De plus en plus de jeunes Suisses de moins de 25 ans perçoivent une rente d’invalidité. En cause, une dégradation marquée de la santé mentale, aggravée par des crises récentes comme la pandémie ou les tensions internationales.
Ce phénomène alarme autant les milieux médicaux que les responsables de l’assurance-invalidité. Derrière les chiffres, c’est tout un pan de la jeunesse qui semble se retrouver en rupture avec le monde du travail dès l’entrée dans la vie adulte.
Une hausse rapide des rentes AI chez les moins de 25 ans
Le canton de Zurich a signalé que le nombre de jeunes de moins de 25 ans bénéficiant d’une rente AI a presque doublé en dix ans. Cette augmentation s’est accélérée depuis deux ans, selon la RTS, et reflète une tendance nationale. La Conférence des offices AI confirme que d’autres cantons observent la même dynamique.
Le président de la Conférence, Martin Schilt, alerte : « Lorsqu’un jeune reçoit une rente AI, ses chances de s’intégrer ensuite professionnellement sont quasi nulles ». Cette déclaration révèle l’inquiétude croissante face à un système qui, bien qu’indispensable, semble créer des situations d’impasse dès le début de la vie active.
Les chiffres globaux pour la Suisse seront disponibles en mai, mais l’Office fédéral des assurances sociales a déjà évoqué un déséquilibre budgétaire croissant. L’AI est endettée auprès de l’AVS à hauteur de 10 milliards de francs, une pression financière qui pourrait s’intensifier si les tendances actuelles se poursuivent, comme l’indique 20 minutes.
Santé mentale fragilisée : la première cause de demande de rente AI
L’élément déclencheur principal de cette hausse réside dans la santé mentale des jeunes. Depuis 2000, le nombre de jeunes souffrant de troubles psychiques a triplé. En 2022, les maladies mentales représentaient la première cause d’hospitalisation pour les 10-24 ans. Les filles et jeunes femmes sont particulièrement touchées.
Une enquête de l’Office fédéral de la statistique rapportée par le média helvétique montre que la proportion de 15-24 ans souffrant de détresse psychologique moyenne ou élevée est passée de 15 à 22 % depuis 2017.

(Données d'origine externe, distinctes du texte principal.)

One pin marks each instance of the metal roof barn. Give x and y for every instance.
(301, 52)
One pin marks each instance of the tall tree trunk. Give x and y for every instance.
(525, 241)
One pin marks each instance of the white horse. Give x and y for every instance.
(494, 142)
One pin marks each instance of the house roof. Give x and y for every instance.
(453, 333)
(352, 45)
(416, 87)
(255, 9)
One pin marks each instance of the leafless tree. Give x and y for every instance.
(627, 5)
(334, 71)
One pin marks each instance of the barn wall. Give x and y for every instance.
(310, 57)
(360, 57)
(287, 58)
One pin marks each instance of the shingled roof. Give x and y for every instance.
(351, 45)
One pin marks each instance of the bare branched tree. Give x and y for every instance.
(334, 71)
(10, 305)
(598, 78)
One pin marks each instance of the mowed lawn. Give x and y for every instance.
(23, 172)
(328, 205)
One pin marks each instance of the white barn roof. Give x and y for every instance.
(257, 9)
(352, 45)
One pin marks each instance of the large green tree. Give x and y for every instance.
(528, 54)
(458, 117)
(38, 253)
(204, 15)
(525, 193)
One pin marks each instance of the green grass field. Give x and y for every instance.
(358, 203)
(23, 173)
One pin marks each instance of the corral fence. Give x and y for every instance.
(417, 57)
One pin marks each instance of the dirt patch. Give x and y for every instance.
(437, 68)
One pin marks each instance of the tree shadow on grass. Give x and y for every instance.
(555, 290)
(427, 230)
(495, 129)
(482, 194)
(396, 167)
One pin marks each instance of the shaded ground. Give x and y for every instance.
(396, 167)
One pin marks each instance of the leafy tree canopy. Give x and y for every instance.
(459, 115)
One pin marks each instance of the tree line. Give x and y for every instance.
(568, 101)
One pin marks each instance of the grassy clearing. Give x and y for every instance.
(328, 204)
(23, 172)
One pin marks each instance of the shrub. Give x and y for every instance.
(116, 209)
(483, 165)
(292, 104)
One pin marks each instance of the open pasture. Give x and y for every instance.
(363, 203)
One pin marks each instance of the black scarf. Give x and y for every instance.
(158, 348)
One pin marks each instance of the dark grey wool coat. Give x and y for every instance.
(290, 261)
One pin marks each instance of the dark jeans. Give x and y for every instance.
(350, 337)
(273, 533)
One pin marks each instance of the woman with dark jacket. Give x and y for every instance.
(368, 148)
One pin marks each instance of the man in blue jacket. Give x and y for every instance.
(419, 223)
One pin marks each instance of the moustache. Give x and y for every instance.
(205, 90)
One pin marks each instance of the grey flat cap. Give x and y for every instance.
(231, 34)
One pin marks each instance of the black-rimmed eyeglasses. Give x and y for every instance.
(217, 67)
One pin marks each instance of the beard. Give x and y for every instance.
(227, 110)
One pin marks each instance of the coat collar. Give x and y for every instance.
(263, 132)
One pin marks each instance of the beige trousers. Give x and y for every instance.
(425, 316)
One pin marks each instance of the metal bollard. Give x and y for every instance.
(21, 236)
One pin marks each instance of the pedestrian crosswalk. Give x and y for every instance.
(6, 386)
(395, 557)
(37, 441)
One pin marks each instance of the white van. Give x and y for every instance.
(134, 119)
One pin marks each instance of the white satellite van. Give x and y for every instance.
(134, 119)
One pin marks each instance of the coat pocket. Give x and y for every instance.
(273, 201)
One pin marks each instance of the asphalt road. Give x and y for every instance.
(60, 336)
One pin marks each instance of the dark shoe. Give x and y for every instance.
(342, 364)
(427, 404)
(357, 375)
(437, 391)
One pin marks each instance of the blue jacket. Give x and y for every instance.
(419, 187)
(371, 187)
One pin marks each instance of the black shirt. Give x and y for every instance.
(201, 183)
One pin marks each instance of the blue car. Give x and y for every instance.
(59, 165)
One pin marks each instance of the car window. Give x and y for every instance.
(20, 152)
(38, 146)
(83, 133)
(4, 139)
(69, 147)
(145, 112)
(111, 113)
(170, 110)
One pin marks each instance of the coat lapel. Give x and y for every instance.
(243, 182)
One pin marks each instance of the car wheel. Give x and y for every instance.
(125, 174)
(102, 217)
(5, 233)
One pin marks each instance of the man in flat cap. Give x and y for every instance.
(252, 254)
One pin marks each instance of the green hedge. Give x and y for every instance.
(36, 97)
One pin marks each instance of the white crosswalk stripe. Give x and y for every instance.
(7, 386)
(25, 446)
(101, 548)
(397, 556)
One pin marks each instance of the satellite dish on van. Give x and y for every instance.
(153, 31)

Parmi elles, 9 % des jeunes femmes présentent une détresse élevée, et 20 % une détresse moyenne. Pro Juventute a également tiré la sonnette d’alarme sur la hausse des cas urgents liés au suicide.
Les facteurs évoqués par les experts sont multiples : pression scolaire et professionnelle, incertitudes géopolitiques liées à la guerre en Ukraine, et séquelles émotionnelles laissées par la pandémie. Le cumul de ces éléments semble fragiliser durablement une partie de la jeunesse.
Des solutions encore marginales et une prise en charge discontinue
Actuellement, une fois la rente attribuée, l’AI ne propose plus d’accompagnement structuré. Martin Schilt souligne que la rente est accordée pour une durée indéterminée, ce qui induit l’idée que les bénéficiaires ne peuvent plus travailler. Cela renforce le sentiment d’exclusion et limite les perspectives d’évolution.
Dans le canton de Zurich, des efforts sont amorcés pour sensibiliser les familles à d’autres solutions, comme le coaching ou l’orientation professionnelle.
Ces démarches visent à éviter que la demande de rente soit perçue comme une fatalité. La source indique que l’AI cherche aussi à mieux orienter les jeunes hospitalisés vers des dispositifs professionnels adaptés.